In both the current version of the game, and in the solution you propose there are tiles that contain both water and terrain, the user has no direct way of knowing wether they can actually build on the mixed tile.

What you need to do is to make sure a tile that is water has a sprite that contains a majority of water.

So this:
Image
Becomes
Image

Likewise, a tile that is land should contain majorly land.

Re: Friday Facts #199 - The story of tile transitions

Posted: Sun Jul 23, 2017 2:52 am
by featherwinglove
I agree. Especially since we Factorio players and devs are living on the edge in so many other senses :mrgreen:

Re: Friday Facts #199 - The story of tile transitions

Posted: Sun Jul 23, 2017 9:31 am
by uber5001
Can't marching squares be used for the tiling issue? It wouldn't even require large asset changes. All it takes is offsetting the tiles halfway off the grid.

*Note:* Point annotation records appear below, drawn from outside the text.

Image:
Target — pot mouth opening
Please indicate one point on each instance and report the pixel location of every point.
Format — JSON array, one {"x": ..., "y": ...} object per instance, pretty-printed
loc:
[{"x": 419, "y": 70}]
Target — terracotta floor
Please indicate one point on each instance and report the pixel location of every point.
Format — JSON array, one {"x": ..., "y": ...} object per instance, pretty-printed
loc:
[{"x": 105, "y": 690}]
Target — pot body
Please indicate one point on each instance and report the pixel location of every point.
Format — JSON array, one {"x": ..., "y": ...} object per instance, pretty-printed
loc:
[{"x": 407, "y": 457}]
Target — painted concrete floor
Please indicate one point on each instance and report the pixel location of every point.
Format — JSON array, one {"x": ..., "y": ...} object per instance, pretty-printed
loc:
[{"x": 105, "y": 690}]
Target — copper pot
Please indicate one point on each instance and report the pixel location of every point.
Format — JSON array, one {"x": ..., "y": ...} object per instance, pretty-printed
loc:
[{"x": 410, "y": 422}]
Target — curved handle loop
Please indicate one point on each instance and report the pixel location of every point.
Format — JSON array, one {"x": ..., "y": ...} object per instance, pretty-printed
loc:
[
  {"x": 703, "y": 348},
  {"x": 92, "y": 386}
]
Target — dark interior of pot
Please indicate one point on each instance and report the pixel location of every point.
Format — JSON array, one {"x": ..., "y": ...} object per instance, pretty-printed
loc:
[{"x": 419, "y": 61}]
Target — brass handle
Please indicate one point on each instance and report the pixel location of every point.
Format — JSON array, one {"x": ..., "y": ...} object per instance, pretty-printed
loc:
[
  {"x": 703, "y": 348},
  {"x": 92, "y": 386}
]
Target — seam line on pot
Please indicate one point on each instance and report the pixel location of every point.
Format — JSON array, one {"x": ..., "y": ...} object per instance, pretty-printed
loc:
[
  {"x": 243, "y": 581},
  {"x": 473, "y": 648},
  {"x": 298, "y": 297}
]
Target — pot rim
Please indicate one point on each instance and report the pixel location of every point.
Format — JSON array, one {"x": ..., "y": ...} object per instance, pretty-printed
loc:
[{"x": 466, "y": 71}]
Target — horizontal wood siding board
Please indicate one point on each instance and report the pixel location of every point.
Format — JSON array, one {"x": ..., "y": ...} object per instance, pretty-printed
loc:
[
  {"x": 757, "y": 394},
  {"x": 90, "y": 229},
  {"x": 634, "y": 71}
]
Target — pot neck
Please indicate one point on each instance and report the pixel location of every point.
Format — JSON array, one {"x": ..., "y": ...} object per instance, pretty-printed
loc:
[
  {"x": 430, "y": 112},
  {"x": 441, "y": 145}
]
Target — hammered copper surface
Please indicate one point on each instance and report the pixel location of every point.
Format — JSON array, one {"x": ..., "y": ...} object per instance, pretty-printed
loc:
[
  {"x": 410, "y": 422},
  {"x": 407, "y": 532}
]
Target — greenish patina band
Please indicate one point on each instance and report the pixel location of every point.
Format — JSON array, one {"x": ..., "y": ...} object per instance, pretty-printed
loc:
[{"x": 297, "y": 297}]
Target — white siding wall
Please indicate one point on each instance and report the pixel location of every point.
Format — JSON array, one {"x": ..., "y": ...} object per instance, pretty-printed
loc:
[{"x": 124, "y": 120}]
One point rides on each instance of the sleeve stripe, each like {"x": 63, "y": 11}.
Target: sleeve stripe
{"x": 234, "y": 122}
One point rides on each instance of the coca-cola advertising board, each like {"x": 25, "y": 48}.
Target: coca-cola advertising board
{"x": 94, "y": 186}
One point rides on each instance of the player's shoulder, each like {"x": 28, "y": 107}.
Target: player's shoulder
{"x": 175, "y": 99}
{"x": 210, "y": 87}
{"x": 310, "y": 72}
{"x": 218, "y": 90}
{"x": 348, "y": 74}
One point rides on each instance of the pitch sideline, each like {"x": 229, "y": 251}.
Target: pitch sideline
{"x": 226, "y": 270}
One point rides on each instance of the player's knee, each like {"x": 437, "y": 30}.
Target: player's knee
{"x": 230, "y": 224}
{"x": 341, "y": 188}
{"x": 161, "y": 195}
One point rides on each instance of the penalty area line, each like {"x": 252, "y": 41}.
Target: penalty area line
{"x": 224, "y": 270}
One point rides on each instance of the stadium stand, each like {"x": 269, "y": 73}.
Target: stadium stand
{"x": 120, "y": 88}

I've got a demo on github pages that shows how it would work. Here's a gif of it in action:
Image

It doesn't solve the "'tile correction logic' that we hate so much". That would likely need to be solved with sprite layering.

Re: Friday Facts #199 - The story of tile transitions

Posted: Sun Jul 23, 2017 9:16 pm
by IronCartographer
uber5001 wrote:Can't marching squares be used for the tiling issue? It wouldn't even require large asset changes. All it takes is offsetting the tiles halfway off the grid.

I've got a demo on github pages that shows how it would work. Here's a gif of it in action:
Image

It doesn't solve the "'tile correction logic' that we hate so much". That would likely need to be solved with sprite layering.
-> viewtopic.php?f=6&t=51194
FFF-200 wrote:But people in the office convinced me with arguments like "FFF is the only good thing we have", so we probably have to continue for a little longer.
It's not the only good thing you have...but it's certainly one of the best! This kind of feedback is a huge part of what has made Factorio not only a cooperative game, but a cooperative experience for the developers along with the community!

Re: Friday Facts #199 - The story of tile transitions

Posted: Sun Sep 10, 2017 5:09 am
by hcf
Hi,

I was thinking about the problem where the transition is drawn on the either tile it looks wierd. How about as a solution you don't allow Landfill to be used as one tile but minimun 2 tiles.

Re: Friday Facts #199 - The story of tile transitions

Posted: Sun Sep 10, 2017 10:24 am
by pleegwat
That solves the landfill cheat, but that's just as easily solved by deducting multiple landfill if the tile correction logic needs to add additional land tiles.

You still need tile correction logic during normal world generation.